What was the most difficult part of recovery? 
I would say just moving around—from laying to sitting, or from sitting to standing—using those ab muscles.  

When did you return to work? 
I work at home at a desk, so after two full weeks off, I started doing a little bit of work here and there. A few hours a day for a week or so. I tired easily. After about three weeks, I went back to work full-time. I also teach group exercise classes part-time. I took three full weeks off and then went back but only cued the classes. I wasn’t able to participate yet. I didn’t go back to that until about six weeks and it was slow going. After a few weeks though, I was back at it all!

How long was the process from making the first contact about donating until your surgery? 
A little over a year. We had some unique circumstances. For one, my husband had non-Hodgkins lymphoma twice before. The transplant team didn’t originally agree to the transplant because of that. His oncologist fought hard and went through a process of engaging the National Tumor Registry and other organizations to convince the team at Christ Hospital. His main argument was that if my husband had a healthy kidney and his cancer came back, he could actually fight it, as opposed to his previous bouts. He was not able to do chemotherapy because of his bad kidneys. He only did radiation, which thankfully worked.
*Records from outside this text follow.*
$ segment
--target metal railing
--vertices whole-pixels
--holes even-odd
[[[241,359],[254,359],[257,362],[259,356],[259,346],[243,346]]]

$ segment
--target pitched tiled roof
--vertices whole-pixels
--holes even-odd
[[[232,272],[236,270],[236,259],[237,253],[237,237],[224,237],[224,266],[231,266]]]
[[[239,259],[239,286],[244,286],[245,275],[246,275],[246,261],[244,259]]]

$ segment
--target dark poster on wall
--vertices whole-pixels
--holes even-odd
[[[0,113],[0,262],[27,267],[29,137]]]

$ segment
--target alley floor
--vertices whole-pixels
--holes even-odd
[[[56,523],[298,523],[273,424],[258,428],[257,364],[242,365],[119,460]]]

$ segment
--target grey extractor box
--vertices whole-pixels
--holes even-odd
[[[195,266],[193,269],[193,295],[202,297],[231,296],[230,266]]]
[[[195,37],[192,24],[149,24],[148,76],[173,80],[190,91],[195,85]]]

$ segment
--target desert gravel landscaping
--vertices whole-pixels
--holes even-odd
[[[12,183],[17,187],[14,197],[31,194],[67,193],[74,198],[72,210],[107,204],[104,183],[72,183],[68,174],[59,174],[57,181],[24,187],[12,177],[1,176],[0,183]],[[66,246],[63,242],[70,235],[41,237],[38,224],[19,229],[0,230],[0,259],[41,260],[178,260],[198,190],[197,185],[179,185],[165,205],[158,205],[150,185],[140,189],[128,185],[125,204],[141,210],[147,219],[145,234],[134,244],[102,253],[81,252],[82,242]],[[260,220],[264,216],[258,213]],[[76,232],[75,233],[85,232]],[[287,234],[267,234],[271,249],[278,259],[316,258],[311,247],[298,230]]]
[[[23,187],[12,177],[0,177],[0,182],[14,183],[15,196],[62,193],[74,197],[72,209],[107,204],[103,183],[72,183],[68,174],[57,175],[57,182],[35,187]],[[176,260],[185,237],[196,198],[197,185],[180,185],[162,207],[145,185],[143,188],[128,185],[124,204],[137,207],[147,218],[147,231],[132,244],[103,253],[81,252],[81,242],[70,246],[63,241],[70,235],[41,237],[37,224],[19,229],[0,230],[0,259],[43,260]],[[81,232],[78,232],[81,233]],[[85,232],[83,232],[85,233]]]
In addition, during my testing, my mammogram wasn’t clear and because it was my first they weren’t sure if it was scar tissue from a previous surgery or something else. I had to wait six months and have another one so they could tell.  Thankfully, the second one was exactly the same and I was cleared. Lastly, with my blood testing, they discovered the Factor 11 deficiency. Once again, the team at Christ Hospital wasn’t sure about approving me. Once I saw the hematologist and he worked up a plan and presented it to them, we were finally setting a date!  

Is there anything about being a kidney donor that's surprised you?  
Not really. I had a friend of a friend reach out to me prior to the surgery, as she had donated to her mother a few years back. She told me everything and I felt like the team at Christ Hospital fully prepared me.  

Would you do it again? 
Yes, definitely! We have two kidneys and only need one. Why not?! I’ve personally known a few people that needed a kidney since and only wished I had more to give to help them too.